Page MenuHomePhabricator

See if we can borrow parts of the wikiprod WAF for Toolforge
Open, HighPublic

Description

We should see if we can re-use parts of the wikiprod WAF stack to reduce impact of scrapers on Toolforge tools. In particular, the tools-infrastructure-team meeting pointed out that the requestctl interface for managing rules as well as the traffic (cloud) source classification data could be useful.

Event Timeline

Restricted Application added a subscriber: Aklapper. · View Herald Transcript

One of the big things that makes hiddenparma useful on the prod edge is the webrequest-live traffic analysis dashboard on superset.wikimedia.org. I'm sure that we can benefit from the etcd managed rule sets without that traffic visibility, but having it really makes the whole prod edge management system work.

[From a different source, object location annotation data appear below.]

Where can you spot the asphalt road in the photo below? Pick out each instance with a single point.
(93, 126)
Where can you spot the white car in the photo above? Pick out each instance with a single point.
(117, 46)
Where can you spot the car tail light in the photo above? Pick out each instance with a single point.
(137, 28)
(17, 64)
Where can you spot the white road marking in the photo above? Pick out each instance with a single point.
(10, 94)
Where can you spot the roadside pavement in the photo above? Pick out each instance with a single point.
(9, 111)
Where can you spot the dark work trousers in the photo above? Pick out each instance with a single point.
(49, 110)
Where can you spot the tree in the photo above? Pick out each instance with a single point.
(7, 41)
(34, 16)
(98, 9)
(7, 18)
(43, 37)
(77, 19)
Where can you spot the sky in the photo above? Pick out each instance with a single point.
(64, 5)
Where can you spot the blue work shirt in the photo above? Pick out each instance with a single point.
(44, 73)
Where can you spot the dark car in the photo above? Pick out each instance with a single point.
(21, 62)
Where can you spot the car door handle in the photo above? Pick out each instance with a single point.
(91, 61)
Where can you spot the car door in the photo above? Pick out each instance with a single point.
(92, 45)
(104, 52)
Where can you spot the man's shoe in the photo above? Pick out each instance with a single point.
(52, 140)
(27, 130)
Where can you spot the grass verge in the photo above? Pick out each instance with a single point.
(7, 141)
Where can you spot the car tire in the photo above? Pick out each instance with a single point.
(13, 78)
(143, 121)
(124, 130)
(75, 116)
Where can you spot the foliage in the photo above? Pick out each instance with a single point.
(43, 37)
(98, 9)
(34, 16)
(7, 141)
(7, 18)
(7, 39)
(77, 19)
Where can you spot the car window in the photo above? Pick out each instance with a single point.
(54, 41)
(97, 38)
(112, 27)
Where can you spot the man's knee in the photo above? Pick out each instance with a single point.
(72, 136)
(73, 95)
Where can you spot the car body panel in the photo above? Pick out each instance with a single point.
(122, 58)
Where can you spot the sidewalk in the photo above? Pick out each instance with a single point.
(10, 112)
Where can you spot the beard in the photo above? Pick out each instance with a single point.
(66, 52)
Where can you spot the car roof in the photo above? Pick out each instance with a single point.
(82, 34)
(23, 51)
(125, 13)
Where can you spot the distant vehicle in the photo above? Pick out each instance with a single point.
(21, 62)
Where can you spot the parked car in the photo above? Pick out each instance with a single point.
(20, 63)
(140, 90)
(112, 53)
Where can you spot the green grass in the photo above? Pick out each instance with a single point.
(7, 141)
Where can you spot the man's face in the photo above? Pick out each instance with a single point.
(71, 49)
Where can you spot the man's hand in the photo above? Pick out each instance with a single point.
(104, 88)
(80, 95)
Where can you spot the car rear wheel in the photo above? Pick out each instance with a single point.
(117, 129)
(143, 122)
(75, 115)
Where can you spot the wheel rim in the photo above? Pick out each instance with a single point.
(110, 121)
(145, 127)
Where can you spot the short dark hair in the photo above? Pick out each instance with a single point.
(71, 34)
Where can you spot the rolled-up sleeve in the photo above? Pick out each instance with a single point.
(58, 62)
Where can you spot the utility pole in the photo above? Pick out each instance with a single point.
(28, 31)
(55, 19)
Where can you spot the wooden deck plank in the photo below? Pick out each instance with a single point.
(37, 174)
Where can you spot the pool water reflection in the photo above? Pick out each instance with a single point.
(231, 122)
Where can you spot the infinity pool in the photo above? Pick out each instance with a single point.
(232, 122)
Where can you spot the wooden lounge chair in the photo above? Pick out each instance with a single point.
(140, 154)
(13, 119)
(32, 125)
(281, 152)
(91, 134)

taavi triaged this task as High priority.Nov 12 2025, 3:04 PM

the requestctl interface for managing rules as well as the traffic (cloud) source classification data could be useful

This was discussed during the recent WE5+6 offsite, and IIUC @Joe thinks that requestctl and hiddenparma are too tailored to production use cases to be easily reusable, but other parts of the production tool set might be reusable more easily (namely Lua rules used to filter traffic in haproxy).

the webrequest-live traffic analysis dashboard on superset.wikimedia.org

This was also discussed, and it should be possible to replicate the kafka-based log ingestion in cloud to get a similar level of observability for cloud traffic. A more lightweight alternative could be https://goaccess.io/